El Tribunal Supremo ratifica la sentencia del TSJ de la Comunidad Valenciana reconociendo el derecho del usuario a escoger el recurso que considere más adecuado

copagoAERTE cree necesario que la Generalitat articule los mecanismos adecuados para dar cumplimiento a esta sentencia y recuperar el retraso en la resolución de expedientes que existe actualmente en las prestaciones vinculadas al servicio (PVS)

AERTE, la entidad más representativa del sector de la dependencia en la Comunidad Valenciana, celebra conocer que el Tribunal Supremo ha confirmado este mes la Sentencia del TSJ de Valencia que declaraba conforme a la Ley de la Dependencia el apartado 3 del artículo 12 del Decreto 18/2011 por el que se establece el procedimiento para reconocer el derecho a las prestaciones del sistema valenciano para las personas en situación de dependencia y que regula el derecho del beneficiario a elegir la modalidad de ayuda a recibir en los términos siguientes:

En su caso, de no ser posible el acceso a un servicio público o concertado de atención y cuidado, o que el interesado, guardador de hecho o representante legal no considere adecuada la plaza adjudicada en la elaboración del PIA, se reconocerá subsidiariamente al beneficiario el derecho a obtener una prestación económica, bien sea la prestación económica vinculada al servicio, la prestación económica para cuidados en el entorno familiar de personas en situación de dependencia o la prestación para asistente personal. Todo ello de acuerdo con la regulación específica de estas prestaciones económicas y teniéndose en cuenta el criterio profesional.

Como se observa, lo importante era que el interesado podía no considerar adecuada la plaza adjudicada y que podría pasar a la Prestación Vinculada al Servicio (PVS). Algunas empresas acogidas al Plan de Accesibilidad Social recurrieron manifestando que la modificación era competencia del Estado y que además incumplía el contrato de accesibilidad social. El TSJ no le dio la razón y ahora el Supremo lo ha confirmado por lo que dicho precepto es perfectamente válido, está vigente y es exigible por los usuarios.

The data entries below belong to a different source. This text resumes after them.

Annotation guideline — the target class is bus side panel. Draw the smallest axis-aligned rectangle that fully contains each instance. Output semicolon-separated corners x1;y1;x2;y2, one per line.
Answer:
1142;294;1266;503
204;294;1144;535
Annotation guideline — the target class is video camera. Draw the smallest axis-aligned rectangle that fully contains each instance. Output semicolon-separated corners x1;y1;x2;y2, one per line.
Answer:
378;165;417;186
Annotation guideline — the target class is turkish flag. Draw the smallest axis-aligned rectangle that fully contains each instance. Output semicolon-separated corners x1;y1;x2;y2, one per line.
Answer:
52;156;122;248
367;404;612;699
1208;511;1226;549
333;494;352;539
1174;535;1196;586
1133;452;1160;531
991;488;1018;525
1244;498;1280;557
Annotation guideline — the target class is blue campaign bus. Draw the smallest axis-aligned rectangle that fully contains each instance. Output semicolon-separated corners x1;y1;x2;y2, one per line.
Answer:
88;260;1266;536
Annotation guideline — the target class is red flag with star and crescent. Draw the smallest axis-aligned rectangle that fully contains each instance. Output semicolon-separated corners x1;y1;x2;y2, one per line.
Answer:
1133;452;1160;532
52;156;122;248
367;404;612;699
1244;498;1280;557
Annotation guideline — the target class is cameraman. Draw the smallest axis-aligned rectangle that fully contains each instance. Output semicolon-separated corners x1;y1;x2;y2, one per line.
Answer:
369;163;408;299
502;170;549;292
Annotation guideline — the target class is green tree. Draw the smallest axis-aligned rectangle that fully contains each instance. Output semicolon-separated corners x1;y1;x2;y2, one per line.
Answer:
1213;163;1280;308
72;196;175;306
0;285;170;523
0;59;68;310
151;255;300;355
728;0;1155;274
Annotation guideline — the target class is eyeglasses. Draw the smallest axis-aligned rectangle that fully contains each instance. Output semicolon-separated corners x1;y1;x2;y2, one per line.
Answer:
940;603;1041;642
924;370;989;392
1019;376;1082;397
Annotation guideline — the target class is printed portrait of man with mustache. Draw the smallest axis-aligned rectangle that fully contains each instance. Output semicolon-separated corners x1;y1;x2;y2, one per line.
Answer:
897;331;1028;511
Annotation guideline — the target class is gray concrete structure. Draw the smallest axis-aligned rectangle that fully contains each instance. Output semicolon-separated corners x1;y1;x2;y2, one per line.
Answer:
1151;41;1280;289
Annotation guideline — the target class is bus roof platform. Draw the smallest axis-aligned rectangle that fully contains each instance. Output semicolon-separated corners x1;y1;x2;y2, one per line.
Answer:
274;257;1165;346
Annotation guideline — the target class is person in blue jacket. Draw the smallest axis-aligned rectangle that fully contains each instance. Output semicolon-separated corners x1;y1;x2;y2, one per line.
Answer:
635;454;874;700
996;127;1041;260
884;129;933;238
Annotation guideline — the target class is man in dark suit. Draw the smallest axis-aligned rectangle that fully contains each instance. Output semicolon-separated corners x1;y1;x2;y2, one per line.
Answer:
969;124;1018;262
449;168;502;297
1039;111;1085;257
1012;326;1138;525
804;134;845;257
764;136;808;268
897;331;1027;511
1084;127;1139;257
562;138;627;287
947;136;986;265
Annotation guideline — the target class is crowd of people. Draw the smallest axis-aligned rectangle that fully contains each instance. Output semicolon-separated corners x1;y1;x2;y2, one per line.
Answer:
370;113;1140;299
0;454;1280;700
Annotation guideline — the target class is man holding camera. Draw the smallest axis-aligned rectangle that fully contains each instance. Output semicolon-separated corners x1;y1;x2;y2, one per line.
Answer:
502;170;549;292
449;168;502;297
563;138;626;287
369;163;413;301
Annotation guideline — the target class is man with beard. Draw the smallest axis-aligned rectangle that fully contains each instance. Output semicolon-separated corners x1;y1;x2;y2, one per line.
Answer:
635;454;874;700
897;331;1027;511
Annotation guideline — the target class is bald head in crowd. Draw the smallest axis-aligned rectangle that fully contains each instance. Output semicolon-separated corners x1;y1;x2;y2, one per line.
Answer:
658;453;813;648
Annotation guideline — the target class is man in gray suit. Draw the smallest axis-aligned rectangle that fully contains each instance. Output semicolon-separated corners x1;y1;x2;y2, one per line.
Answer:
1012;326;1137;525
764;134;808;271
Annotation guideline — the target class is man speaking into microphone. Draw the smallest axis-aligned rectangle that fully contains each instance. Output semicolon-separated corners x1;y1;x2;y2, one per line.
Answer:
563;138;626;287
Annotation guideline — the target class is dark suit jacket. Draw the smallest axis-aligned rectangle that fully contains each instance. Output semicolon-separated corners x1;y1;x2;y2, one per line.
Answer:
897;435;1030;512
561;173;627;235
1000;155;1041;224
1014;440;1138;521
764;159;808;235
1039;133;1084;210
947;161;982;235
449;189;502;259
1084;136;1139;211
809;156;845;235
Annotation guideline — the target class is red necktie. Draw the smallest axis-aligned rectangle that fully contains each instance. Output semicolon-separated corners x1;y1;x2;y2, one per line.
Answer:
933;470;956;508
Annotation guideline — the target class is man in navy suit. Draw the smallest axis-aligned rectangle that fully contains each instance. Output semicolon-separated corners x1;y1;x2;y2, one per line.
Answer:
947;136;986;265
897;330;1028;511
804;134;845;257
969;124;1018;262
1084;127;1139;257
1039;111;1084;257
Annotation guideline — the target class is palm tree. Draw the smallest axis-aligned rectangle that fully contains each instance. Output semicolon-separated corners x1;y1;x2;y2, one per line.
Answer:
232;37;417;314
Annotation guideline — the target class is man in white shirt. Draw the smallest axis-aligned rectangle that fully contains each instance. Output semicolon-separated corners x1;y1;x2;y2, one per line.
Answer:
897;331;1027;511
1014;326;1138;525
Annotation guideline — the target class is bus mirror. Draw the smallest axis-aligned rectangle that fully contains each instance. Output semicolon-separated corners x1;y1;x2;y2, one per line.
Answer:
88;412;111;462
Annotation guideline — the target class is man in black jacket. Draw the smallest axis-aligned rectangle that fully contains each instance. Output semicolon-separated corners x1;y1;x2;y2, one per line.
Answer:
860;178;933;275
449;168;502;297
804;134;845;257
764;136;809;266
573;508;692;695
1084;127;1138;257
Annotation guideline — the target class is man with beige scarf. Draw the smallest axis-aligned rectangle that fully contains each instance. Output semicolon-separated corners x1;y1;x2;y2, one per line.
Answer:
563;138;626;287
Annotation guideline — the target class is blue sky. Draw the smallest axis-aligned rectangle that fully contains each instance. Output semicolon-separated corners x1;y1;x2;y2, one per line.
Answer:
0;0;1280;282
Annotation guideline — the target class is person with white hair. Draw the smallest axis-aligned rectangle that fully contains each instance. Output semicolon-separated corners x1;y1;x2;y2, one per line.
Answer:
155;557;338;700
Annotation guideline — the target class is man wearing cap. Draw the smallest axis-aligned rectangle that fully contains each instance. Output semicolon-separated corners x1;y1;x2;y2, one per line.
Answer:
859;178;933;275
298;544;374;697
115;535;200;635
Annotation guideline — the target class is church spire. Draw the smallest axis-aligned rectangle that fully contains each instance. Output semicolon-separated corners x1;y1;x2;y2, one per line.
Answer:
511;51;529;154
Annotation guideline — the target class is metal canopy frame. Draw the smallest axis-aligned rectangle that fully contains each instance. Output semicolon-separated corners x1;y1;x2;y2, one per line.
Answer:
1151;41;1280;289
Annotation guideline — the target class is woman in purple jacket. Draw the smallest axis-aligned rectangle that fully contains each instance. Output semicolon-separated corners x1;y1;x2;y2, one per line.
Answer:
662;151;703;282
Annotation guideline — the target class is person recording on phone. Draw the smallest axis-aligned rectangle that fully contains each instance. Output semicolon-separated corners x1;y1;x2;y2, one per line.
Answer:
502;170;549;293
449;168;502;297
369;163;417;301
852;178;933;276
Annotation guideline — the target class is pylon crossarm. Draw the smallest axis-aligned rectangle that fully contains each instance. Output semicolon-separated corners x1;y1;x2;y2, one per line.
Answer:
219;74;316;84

Por lo tanto, si el interesado no quiere la plaza que se le conceda podría pedir una PVS para recibir el servicio donde quisiera. Las dos sentencias también dicen que debe ser compatible con el criterio profesional evaluador, la regulación específica de las prestaciones y que haya una supervisión del servicio para asegurarse de que es el adecuado.

Esta sentencia ratifica lo que desde la patronal AERTE siempre ha defendido, y es que la persona dependiente es la que debe escoger el tipo de recurso al que quiera ir y que no sea la Administración o cualquier entidad privada la que le imponga el recurso.

Por lo tanto, la Generalitat debe articular los mecanismos adecuados para dar cumplimiento a esta sentencia y equilibrar la diferencia en la resolución de expedientes que existen actualmente entre el resto de plazas residenciales y las PVS que alcanzan casi dos años.

Una vez más, AERTE se pone a disposición de la Generalitat Valenciana para reiterarle su apoyo y colaboración de cara al cumplimiento de esta sentencia sea una realidad a corto plazo, y se pueda dar respuesta a tantas personas en situación de dependencia que permanecen en sus casas a la espera de conseguir un recurso que satisfaga sus necesidades y expectativas.